O bayramlarda kuşlar gibi özgürdük…   

Çocuklar kuş seslerinin ezgisiyle minicik hayallerini bestelerdi. Evler yan yana, serin sofaların şarkılarıyla nazlı birer gelin gibi neşveli ve efsunkârdı. Geniş bahçelerde rengârenk çiçeklerin boy verdiği evlerin, kırmızı kiremitli çatılarıydı tüm güzellikleri saklayan. Sardunyalar... Hacı Şakir kokulu sardunyalar süslerdi pencere önlerini. Sonra şeker lalelerdi camları kırmızıya boyayan uzatmalı güzellik. Menekşeler, mavi boncuk dağıtırdı sevdalılara. Her şey huzur ve güzellik niyetine ayaklanırdı. Bayramlarda kavurmalar pişerken bahçelerde sokak kedileri üşüşürdü kapılara. Geceleri üveyikler inerdi bahçelere.  Akşam oldu mu gariplerin, kimsesizlerin kapısını çalacakları, merhametten ve şefkatten örülü evlerin kapıları, “Tanrı misafiri” niyetine eşiğine gelenlere, “buyrunuz” dercesine tevazuuyla eğilirdi.

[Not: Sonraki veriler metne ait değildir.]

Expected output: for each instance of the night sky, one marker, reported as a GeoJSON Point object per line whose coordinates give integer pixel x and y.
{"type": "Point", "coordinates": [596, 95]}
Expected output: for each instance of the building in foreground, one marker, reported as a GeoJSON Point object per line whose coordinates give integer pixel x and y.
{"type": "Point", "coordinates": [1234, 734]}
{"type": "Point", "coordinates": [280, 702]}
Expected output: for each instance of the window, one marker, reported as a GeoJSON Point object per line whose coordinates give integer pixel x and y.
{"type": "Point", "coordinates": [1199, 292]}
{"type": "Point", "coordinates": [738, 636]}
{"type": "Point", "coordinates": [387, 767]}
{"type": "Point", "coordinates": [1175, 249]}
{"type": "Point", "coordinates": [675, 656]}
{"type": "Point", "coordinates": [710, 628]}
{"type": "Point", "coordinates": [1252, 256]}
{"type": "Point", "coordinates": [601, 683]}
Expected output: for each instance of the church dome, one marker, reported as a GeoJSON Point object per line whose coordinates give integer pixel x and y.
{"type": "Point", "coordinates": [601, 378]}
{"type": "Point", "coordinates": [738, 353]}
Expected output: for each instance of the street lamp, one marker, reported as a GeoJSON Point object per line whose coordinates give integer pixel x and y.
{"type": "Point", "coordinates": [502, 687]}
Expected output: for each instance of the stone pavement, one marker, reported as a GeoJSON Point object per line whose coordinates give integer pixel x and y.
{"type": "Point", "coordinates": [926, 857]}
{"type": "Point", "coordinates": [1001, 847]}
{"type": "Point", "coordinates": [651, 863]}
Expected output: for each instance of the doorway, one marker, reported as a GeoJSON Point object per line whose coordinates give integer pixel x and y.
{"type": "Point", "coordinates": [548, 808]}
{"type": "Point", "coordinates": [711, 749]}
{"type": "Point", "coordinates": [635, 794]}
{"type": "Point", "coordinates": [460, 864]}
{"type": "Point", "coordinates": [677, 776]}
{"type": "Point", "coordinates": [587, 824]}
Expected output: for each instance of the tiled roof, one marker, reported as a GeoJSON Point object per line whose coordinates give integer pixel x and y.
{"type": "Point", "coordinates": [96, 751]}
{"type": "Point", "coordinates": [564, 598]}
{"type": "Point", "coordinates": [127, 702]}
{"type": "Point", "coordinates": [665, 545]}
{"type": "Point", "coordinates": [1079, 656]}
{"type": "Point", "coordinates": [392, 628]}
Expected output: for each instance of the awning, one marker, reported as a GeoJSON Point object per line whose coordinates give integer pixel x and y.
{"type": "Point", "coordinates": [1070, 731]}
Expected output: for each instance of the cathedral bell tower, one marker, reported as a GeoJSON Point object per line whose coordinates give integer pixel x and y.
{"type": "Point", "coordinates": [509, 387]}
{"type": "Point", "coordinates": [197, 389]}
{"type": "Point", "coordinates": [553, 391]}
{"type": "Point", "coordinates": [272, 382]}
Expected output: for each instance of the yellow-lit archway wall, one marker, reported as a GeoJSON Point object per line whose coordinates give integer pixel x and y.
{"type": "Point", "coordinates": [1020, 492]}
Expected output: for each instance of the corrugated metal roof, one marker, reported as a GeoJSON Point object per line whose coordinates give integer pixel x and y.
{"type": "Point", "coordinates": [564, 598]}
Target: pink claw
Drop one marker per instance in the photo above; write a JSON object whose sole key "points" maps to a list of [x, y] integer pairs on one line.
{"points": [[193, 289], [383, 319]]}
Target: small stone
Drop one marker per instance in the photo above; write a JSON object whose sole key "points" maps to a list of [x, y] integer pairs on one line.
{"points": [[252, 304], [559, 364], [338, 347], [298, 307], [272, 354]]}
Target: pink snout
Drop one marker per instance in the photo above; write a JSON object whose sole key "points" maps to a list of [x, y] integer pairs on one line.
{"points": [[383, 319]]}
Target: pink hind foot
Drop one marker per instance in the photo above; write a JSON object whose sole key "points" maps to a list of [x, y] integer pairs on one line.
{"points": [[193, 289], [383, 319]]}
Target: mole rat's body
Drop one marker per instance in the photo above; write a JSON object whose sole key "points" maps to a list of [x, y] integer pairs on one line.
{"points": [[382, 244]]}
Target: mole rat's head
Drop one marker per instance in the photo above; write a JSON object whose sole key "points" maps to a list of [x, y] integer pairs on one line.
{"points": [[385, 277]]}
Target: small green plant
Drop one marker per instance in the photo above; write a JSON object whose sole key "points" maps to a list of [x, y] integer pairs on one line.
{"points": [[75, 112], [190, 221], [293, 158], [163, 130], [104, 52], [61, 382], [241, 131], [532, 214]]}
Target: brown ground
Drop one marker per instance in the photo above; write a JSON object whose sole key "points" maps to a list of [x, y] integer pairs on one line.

        İşte o zamanlar...

        Böyle değildi. Kurban bayramlarını tatillere çevirmemiş, uykulara yatırmamıştık!

        Kurban Bayramları bahçeler şenlenirdi sanki. Bahçeli evlerde Kurbanlar başka mıydı neydi? Neydi o sıcaklık, o huzur, o içten gülüşmeler.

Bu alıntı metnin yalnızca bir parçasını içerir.